Part of the reason we have a hard time saying it, is that we have a hard time hearing it.  I know this was true for me for a long time.  It was like when someone said it to me I would kind of squirm inside.  It stirred something but I didn’t know what to do with it.

As a guy we need to work through this area of our life.  How comfortable are we at receiving and giving out those words?  As a single person we often don’t have a built in place to do that, but we have to develop it anyway.  We have to become lovers.  It’s part of becoming a true adult.

How comfortable are you with “I love you”?  What did you learn from your father about “I love you”?  This weekend is father’s day.  Could you call your dad and legitimately say, “I love you”?   How do you feel when a man says it to you now?  A woman?  How do you receive it?  How comfortable are you with saying it? When it comes up in your heart do you speak it or swallow it?

If you had 10 minutes alone with God what would He say to you?

Christian Sexual Prowess

Yesterday I wrote about the fact that every guy asks the question am I good in bed?  How we answer that question is critical to our core confidence as a man.  We can wish it wasn’t that way.  We can try to over spiritualize it.  We can blow it off with joking and hiding.  But it’s still going to be there.  We question our sexual prowess as a man and we in the Christian community MUST have an answer.

At first glance it seems that as a “Christian” that there is no way that I could answer that until I’m married because I’m not supposed to have sex.  Often because we are so worried about sex outside of marriage and the costs that come with it, we end up telling men that they should just table the question and then “presto” answer it on their wedding night.  But in my opinion that is not good enough.  That might have worked a couple of generations ago when people got married by 25 but it won’t work now.

It’s a good thing to direct people to wait until marriage to have sex but it is not ok to wait until then to help them answer their question about sexual prowess.  They are going to answer it somehow.

We need to stop answering the sexual prowess question with a sexual ethics answer.  We need a different conversation.  Sexual prowess and sexual experience are not the same thing.  Thinking they are the same leads to men that are either having sex to answer the question or men that are living with lack of intimacy, touch and confidence in their ability to deliver.  Neither of those are acceptable.  The ironic thing is that our Christian theology actually does answer the sexual prowess question.

The first thing we have to do is realize that God has ultimately created us as sexual beings. It only takes one chapter in the bible for God to bring up sex.  We all have the tools, and I don’t just mean that we have the right “equipment”.
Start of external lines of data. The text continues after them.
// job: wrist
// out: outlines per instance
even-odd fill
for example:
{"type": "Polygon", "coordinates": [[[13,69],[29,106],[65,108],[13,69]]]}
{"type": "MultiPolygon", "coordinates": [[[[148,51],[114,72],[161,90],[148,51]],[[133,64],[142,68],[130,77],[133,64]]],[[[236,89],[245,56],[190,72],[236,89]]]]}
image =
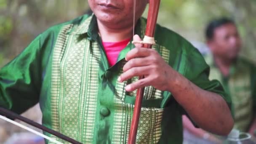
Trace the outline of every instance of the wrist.
{"type": "Polygon", "coordinates": [[[169,77],[169,78],[168,80],[167,91],[170,92],[173,92],[173,90],[176,90],[180,87],[179,85],[181,81],[181,75],[176,71],[175,72],[176,72],[171,73],[171,75],[169,77]]]}
{"type": "Polygon", "coordinates": [[[203,135],[203,139],[205,140],[208,140],[210,137],[210,134],[205,133],[204,133],[203,135]]]}

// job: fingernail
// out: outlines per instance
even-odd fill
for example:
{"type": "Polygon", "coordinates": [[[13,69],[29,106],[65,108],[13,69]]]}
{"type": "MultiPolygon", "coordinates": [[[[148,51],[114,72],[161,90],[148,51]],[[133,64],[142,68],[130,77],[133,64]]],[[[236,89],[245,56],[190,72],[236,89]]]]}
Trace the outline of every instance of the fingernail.
{"type": "Polygon", "coordinates": [[[117,80],[119,82],[121,82],[121,77],[118,77],[118,78],[117,79],[117,80]]]}
{"type": "Polygon", "coordinates": [[[131,91],[131,87],[130,85],[128,85],[125,87],[125,90],[126,90],[126,91],[131,91]]]}

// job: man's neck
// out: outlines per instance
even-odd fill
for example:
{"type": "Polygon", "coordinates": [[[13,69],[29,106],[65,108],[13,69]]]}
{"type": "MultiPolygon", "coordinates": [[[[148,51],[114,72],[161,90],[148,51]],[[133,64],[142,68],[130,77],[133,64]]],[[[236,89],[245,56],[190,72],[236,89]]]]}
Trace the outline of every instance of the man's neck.
{"type": "Polygon", "coordinates": [[[109,27],[97,20],[99,31],[102,41],[117,42],[132,37],[133,27],[132,24],[130,27],[109,27]]]}
{"type": "Polygon", "coordinates": [[[222,75],[227,77],[229,75],[229,69],[234,61],[232,60],[223,59],[218,56],[214,57],[214,61],[222,75]]]}

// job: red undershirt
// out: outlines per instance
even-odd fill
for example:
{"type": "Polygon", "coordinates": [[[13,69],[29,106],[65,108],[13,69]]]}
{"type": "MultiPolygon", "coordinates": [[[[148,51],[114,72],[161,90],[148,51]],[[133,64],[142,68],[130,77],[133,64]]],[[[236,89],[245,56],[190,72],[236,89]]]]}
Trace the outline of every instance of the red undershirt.
{"type": "Polygon", "coordinates": [[[119,53],[127,45],[130,40],[130,39],[128,39],[115,43],[102,42],[102,45],[110,67],[112,67],[115,64],[119,53]]]}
If we believe in a God that created us good, then we must start with the premise that God’s answer to do I have what it takes sexually is yes.  Let that sink in for a minute.  God says, “I have given you what you need here.  You can do this.  You have what it takes because I gave it to you.”

This is core.  Yes we are messed up because of sin. Yes we may have been wounded in this area in even horrible ways.  But at the core of who we are as a man, at the very center of it, we are created with sexual prowess.  It’s there, somewhere, no matter what our experience tells us.

The problem is we take sex out of context and turn it into it’s own question.  It becomes about performance which just kills us as men.  We fear failure.  We fear that we won’t be able to come through and when we make the act of sex the scorecard we are in trouble – even if we are “good” at it.

The act of sex was never intended to be that.  God did not create sex in it’s own context.  Sex is a part of a larger question.

Sex is not intended to be about performance.  It’s about loving another person.  It’s about trust, strength, intimacy and passion. It’s about giving and receiving. It’s about being a good lover, not about being a good performer.  This is why married sex (even in secular research) is described as the best sex.

If I try to answer the sexual prowess question without answering the intimacy question then I’m in trouble – even if I’m married.  Sex is not the goal.  In a sense it’s one of the means to the goal within the context of marriage.  As a stand alone thing, sex will not satisfy.  It will never answer the question.

If you are a good lover, you will be “good in bed”, or at least you’ll figure out how to be.  If you love well, the sex part will be there because there will be the context of trust, intimacy and passion to work on it.

The question we need to be asking is, “am I a good lover?”  It’s actually a lot harder question. If we need the woman’s approval we can’t be a good lover.  If we can’t be strong enough to be vulnerable, then we can’t be a good lover.  This is why women at their core are attracted to strength.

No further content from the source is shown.